Assessing the distance range of ‘long-distance’ dispersal events that represent a minute fraction of all events is not just a habit of maniac investigators in search of ever more accuracy. The important question is how fat is the tail of the dispersal kernel (that is, how leptokurtic; Nathan, 2006). A fat-tailed kernel means that the final fraction of longest dispersal events goes far away, potentially orders of magnitude over the mean dispersal distance, whereas they would be restricted to a few times the mean dispersal distance under a thin-tailed kernel. In a changing environment and/or when suitable habitats are fragmented and populations follow metapopulation dynamics (frequent local extinction/recolonization), whether a seed can ever be transported over more than 10, 100 or 1000 km can strongly affect the population and evolutionary dynamics of the species for at least two reasons. First, because a single seed established in an empty site may potentially lead to a large population generations ahead. Second, because the longer the dispersal events, the higher the chances that the genetic content of the propagule will be different from the recipient population and the higher the evolutionary impact of the event. Hence, long-distance dispersal events can contribute disproportionately to species persistence in fragmented landscapes and/or under a changing environment (Trakhtenbrot et al., 2005). Reliable data on long-distance dispersal are, therefore, critical to realistically parameterize models predicting how species may respond to a changing environment in terms of their population dynamics and microevolution.

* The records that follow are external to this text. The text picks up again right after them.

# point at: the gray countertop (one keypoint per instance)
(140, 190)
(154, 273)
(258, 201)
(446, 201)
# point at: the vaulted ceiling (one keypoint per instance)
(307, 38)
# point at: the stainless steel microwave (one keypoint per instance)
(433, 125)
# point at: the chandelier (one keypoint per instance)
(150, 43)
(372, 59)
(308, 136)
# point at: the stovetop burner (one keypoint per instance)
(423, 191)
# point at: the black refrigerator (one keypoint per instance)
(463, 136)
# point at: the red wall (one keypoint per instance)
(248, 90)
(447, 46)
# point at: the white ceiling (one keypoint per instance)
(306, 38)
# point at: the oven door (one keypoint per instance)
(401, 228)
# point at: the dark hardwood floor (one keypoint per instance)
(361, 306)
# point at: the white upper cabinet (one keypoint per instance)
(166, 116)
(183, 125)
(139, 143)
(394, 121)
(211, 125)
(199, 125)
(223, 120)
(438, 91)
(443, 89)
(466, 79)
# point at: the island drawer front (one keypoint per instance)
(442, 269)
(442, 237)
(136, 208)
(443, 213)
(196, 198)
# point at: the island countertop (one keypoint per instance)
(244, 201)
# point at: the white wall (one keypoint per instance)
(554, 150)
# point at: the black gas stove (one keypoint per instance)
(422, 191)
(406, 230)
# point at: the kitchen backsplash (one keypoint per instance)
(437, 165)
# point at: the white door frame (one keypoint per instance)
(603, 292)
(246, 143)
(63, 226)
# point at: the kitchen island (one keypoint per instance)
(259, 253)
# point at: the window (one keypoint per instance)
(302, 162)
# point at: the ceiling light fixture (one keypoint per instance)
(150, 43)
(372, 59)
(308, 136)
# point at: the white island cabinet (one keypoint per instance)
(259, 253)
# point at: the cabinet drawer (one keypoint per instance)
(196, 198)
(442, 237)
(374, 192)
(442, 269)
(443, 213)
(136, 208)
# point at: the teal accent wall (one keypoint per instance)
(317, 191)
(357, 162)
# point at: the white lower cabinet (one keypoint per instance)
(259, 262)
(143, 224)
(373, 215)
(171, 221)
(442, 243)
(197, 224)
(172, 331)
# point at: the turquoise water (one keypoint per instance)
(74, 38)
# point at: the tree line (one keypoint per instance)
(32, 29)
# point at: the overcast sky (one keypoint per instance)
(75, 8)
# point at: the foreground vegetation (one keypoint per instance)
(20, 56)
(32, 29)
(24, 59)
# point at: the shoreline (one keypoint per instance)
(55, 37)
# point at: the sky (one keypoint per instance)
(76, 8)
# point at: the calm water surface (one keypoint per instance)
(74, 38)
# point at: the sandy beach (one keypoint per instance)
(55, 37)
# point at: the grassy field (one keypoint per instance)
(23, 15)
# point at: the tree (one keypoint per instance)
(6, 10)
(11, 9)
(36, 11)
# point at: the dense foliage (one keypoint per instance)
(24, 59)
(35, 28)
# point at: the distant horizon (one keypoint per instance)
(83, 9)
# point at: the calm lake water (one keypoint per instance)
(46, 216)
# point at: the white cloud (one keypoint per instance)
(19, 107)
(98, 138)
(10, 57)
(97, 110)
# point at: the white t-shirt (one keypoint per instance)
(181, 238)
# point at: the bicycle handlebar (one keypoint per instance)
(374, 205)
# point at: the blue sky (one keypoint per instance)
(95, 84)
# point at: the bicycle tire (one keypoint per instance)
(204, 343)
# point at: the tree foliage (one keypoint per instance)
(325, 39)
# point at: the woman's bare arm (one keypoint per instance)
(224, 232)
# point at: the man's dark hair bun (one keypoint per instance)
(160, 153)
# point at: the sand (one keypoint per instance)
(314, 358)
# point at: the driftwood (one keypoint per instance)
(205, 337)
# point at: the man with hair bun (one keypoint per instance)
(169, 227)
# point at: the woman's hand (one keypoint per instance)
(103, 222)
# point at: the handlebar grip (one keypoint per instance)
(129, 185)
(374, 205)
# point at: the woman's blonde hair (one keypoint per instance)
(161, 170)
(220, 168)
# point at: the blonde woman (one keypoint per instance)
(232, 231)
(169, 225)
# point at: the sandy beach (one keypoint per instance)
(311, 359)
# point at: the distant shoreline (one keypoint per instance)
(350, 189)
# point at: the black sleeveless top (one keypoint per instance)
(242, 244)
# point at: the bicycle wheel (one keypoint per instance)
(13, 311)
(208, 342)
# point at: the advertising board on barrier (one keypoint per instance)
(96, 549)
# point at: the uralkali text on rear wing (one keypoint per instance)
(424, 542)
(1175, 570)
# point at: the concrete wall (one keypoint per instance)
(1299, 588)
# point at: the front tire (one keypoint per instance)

Evolutionary changes resulting from past environmental changes can also be investigated using today's patterns of genetic variation at the species level. The study by Palma-Silva et al. (2009) in this issue is a good example of phylogeographic investigation on a tropical plant in a particularly damaged hotspot of diversity—the Brasilian Atlantic Rainforest. Using the same types of genetic markers as Kamm et al. (2009), that is nuclear microsatellites and chloroplast DNA sequences, the authors analyzed geographic patterns of genetic variation at the species level. They provide compelling evidence to reconstruct the biogeographic history of the species, which can reveal how Pleistocene climate changes impacted the distribution of vegetation. Numerous phylogeographic studies have been carried out in temperate zones (notably Europe and North America) and have improved our understanding of species responses to the well-documented environmental changes that have occurred over the past 20000 years. In contrast, most tropical areas are far less well studied while the past climate changes that they have undergone are also less well documented. Given that most hot spots of biodiversity lie in tropical areas, there is an urgent need for more investigations of historical biogeography and phylogeography to assess how species responded to past changes and predict how they might cope with current changes.